À l’époque, l’ordinateur fait encore peur à ses utilisateurs. On le voit très clairement avec l’interface de MS Bob, la stratégie de Microsoft est de le rassurer avec un graphisme populaire, enfantin et inoffensif.
A ce titre, Comic Sans MS était d’ailleurs utilisée pour certains « pop-up » et messages d’alertes de Windows 95. Reconnaissez tout de même que ses formes rondes et naives dédramatisent la gravité d’un bug chez un utilisateur maladroit, qui transpirent de trouille à la simple évocation du « bug de l’an 2000 » ou du virus I Love You.
Il faut rappeler que lorsque vous ouvriez votre traitement de texte en 1995, vous n’aviez guère de choix en terme de typographie.
Un manque de choix évident de polices
Pas très sexy n’est-ce pas ? Les seules typographies qui paraissent vaguement originales à l’époque sont très nettement la Comic Sans MS et la Webdings, combinaison énigmatique de symboles et de pictogrammes, dessinée par, je vous le donne en mille, Vincent Connarre, au même titre que la Trébuchet MS !

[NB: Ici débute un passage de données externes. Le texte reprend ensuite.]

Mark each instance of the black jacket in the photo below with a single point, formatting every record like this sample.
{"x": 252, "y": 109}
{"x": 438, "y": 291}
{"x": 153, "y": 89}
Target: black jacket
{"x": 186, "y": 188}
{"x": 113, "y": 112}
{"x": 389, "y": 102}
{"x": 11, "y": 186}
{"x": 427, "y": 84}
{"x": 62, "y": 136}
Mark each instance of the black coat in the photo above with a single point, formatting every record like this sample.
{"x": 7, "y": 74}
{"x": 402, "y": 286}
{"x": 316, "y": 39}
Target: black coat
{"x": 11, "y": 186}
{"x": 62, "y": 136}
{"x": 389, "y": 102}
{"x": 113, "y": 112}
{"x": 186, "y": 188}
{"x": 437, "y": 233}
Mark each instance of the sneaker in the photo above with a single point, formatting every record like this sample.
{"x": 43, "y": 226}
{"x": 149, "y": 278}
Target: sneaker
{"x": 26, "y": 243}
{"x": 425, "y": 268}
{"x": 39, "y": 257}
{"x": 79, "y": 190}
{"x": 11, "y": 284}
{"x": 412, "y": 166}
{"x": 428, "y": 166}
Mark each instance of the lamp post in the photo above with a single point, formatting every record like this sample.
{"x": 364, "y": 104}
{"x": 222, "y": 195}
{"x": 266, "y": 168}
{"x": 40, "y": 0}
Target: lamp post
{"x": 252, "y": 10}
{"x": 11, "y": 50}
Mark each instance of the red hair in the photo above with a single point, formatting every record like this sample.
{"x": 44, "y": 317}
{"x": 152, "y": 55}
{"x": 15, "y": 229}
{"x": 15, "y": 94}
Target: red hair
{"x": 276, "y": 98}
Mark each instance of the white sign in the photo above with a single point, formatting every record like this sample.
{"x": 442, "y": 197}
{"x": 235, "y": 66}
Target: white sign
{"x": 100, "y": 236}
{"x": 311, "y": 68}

Fatalement, ce qui devait arriver, arriva : faute de choix, Madame Michu, devant concocter des invitations et autres mises en page acrobatiques pour des fêtes d’anniversaires et autre festivités populaires va systématiquement avoir recours à la Comic Sans, vantant son côté « ludique / rigolo ».
A partir de cet instant, il était impossible pour Microsoft de faire marche arrière.
Une typographie « vulgaire »
Dans le fond, c’est le principal reproche que l’on attribue à cette fameuse police : elle est celle du graphiste du dimanche avec toute sa créativité et son goût parfois tout bonnement discutable. Elle est devenue la typographie « vulgaire », au sens premier du terme, par excellence.
En un sens, elle est à la typographie ce que la Ford T ou Volkswagen ont été à la voiture lors de leurs lancements respectifs : La voiture du “peuple”.
Si bien qu’ invariablement, lorsqu’elle est apposée sur un logo pour une marque, la connotation « Low cost » vous sautera immédiatement aux yeux. C’est d’ailleurs le drôle de jeu auquel se sont amusés les types du Comic Sans Project, mouvement militant pour la sauvegarde de cette typographie persécutée.
Vers la rédemption ?
Au-delà de cette connotation, les typographes professionnels lui reprochent, entre autre, un dessin de ses caractères mal conçu, incohérent et surtout le fait qu’elle ne prennent pas en compte les caractères gras ou italiques. Rajoutez à cela une utilisation inadaptée pour du texte courant et vous obtenez une police qui part plutôt mal dans la vie.
Pour la petite histoire, la Comic Sans a eu droit récemment à son lifting puisqu’un petit malin nommé Craig Rozynski s’est amusé à en proposer une refonte dans deux graisses différentes : Comic Neue Regular et Light après avoir fait l’objet d’une collecte de dons via la plateforme de Crowfunding « Kickstarter », qui a rassemblée plus de 10.000$.